Of his moral courage all the world knows, yet no one, I think, but myself can know how absolute it was; how dauntless and unshaken, how absolutely and unconsciously heroic Parnell's courage was. Through good report, or ill report, in his public life, or in his private life, he never changed, never wavered. Hailed as his country's saviour, execrated as her betrayer, exalted as a conqueror, or judged and condemned by the self-elected court of English hypocrisy, he kept a serene heart and unembittered mind, treading the path he had chosen, and doing the work he had made his own for Ireland's sake.

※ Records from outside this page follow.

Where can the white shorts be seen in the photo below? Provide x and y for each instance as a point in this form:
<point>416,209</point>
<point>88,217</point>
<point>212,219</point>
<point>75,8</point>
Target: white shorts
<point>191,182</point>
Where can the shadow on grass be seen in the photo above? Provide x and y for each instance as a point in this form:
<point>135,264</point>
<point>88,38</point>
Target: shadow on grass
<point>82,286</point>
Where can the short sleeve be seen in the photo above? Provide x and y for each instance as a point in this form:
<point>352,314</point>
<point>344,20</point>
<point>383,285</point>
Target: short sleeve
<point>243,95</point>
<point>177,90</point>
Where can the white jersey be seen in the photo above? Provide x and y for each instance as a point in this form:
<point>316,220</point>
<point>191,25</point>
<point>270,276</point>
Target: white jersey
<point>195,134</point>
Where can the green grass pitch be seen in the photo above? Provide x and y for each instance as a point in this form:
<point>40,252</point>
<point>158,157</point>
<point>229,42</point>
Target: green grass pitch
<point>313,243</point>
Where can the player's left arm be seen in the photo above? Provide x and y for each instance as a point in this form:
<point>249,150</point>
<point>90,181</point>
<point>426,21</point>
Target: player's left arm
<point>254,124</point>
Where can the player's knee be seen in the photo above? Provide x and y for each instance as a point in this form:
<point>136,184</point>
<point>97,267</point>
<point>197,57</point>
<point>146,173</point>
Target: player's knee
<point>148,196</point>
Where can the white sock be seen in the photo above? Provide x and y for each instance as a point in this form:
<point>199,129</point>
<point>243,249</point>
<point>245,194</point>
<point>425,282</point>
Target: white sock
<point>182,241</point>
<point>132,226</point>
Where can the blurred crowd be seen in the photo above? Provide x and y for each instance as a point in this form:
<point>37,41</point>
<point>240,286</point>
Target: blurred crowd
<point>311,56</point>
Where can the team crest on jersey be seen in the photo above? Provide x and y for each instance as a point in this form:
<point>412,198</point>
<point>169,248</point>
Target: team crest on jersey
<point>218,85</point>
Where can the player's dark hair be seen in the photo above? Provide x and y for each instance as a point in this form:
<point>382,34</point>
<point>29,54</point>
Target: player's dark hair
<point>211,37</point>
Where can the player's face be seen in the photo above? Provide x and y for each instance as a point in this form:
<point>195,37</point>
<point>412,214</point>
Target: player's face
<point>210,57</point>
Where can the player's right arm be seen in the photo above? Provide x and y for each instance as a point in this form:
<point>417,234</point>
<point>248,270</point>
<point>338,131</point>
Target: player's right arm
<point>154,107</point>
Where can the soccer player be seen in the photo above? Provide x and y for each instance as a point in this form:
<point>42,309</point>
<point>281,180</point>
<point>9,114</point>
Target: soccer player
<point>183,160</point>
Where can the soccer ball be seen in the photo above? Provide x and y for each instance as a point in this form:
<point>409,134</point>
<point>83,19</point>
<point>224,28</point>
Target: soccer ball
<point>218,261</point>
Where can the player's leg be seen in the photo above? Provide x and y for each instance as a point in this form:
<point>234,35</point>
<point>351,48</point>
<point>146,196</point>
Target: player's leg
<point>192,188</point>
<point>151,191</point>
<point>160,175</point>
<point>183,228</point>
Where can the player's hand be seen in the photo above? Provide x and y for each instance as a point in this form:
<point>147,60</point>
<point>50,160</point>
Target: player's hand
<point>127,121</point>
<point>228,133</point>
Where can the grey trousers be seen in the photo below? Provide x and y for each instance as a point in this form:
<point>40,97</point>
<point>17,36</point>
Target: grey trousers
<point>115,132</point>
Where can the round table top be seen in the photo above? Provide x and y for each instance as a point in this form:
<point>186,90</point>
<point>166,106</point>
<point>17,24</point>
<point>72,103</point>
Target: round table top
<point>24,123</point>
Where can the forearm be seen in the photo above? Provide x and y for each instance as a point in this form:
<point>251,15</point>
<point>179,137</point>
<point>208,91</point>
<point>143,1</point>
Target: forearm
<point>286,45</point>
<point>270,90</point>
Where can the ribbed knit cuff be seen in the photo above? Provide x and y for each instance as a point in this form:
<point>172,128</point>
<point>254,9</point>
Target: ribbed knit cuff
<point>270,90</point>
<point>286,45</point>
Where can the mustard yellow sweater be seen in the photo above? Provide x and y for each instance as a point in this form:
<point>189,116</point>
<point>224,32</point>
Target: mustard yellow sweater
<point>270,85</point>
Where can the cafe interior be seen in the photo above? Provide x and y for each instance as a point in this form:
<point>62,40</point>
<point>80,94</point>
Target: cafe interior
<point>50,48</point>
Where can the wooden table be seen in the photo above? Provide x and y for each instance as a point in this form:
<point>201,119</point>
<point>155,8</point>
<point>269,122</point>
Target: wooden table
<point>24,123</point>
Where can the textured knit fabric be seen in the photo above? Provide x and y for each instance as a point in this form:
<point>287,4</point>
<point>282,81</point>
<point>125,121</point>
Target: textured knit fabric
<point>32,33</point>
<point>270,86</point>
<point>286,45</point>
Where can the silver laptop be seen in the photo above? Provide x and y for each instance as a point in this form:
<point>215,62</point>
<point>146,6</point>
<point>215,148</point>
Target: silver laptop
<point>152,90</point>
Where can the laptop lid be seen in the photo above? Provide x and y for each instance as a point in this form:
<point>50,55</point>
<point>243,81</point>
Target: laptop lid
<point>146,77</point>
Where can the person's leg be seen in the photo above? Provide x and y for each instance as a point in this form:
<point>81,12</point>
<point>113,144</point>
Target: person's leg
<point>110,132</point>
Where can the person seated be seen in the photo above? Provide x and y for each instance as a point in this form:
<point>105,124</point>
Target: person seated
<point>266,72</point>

And there are those who can in no way understand that some few men are born who stand apart, by the very grandeur of Nature's plan—men of whom it is true to say that "after making him the mould was broken," and of whom the average law can neither judge aright nor understand. In his childhood, in his boyhood, and in his manhood Parnell was "apart." I was the one human being admitted into the inner sanctuaries of his soul, with all their intricate glooms and dazzling lights; mine was not the folly to judge, but the love to understand.
CHAPTER XXX
MARRIAGE, ILLNESS AND DEATH
"O gentle wind that bloweth south
To where my love re-paireth,
Convey a kiss to his dear mouth
And tell me how he fareth."
—OLD BALLAD.
"He that well and rightly considereth his own works will find little cause to judge hardly of another."—THOMAS À KEMPIS.

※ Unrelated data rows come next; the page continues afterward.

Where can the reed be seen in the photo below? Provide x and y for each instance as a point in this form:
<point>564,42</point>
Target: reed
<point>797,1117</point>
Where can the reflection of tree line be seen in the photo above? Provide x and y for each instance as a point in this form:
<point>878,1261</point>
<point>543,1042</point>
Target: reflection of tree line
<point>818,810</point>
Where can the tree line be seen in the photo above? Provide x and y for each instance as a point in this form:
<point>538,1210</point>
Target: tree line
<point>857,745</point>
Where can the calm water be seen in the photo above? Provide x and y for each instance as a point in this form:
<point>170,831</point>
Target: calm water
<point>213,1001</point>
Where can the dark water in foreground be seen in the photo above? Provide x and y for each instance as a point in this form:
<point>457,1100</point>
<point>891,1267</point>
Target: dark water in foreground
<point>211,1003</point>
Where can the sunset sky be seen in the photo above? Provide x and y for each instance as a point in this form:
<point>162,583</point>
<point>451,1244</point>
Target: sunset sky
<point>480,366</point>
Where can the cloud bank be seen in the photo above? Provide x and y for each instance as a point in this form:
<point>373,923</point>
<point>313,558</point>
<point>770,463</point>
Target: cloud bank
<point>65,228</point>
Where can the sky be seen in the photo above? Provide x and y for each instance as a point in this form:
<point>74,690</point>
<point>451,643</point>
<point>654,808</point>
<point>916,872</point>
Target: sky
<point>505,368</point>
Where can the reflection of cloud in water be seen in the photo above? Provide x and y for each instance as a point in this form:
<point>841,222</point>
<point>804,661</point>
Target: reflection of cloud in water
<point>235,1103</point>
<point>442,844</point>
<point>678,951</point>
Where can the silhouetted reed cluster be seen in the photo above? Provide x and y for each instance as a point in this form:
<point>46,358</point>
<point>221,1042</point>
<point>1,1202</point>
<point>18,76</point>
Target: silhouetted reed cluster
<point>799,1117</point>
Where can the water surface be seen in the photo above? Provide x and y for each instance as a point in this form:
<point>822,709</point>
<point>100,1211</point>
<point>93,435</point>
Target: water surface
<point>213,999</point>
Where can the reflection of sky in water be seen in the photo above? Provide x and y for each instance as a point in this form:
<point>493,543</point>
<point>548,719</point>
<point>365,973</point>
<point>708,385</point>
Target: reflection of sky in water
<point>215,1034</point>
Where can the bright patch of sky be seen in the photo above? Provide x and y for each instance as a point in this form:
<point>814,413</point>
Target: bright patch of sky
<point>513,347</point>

On June 24th, 1891, Mr. Parnell drove over to Steyning to see that all the arrangements for our marriage at the registrar's office there on the next day were complete. Mr. Edward Cripps, the registrar, had everything in order, and it was arranged that we should come very early so as to baffle the newspaper correspondents, who had already been worrying Mr. Cripps, and who hung about our house at Brighton with an inconvenient pertinacity. We had given Mr. Parnell's servant elaborate orders to await us, with Dictator in the phaeton, at a short distance from the house about eleven o'clock on the 25th, and told him he would be required as a witness at our wedding. This little ruse gave us the early morning of the 25th clear, as the newspaper men soon had these instructions out of the discomfited young man, who had been told not to talk to reporters.
On June 25th I was awakened at daybreak by my lover's tapping at my door and calling to me: "Get up, get up, it is time to be married!" Then a humming and excitement began through the house as the maids flew about to get us and breakfast ready "in time," before two of them, Phyllis Bryson, my very dear personal maid—who had put off her own marriage for many years in order to remain with me—and my children's old nurse, drove off to catch the early train to Steyning, where they were to be witnesses of our marriage. Phyllis was so determined to put the finishing touches to me herself that she was at last hustled off by Parnell, who was in a nervous fear that everyone would be late but the newspaper men. Phyllis was fastening a posy at my breast when Parnell gently but firmly took it from her and replaced it with white roses he had got for me the day before. Seeing her look of disappointment he said, "She must wear mine to-day, Phyllis, but she shall carry yours, and you shall keep them in remembrance; now you must go!"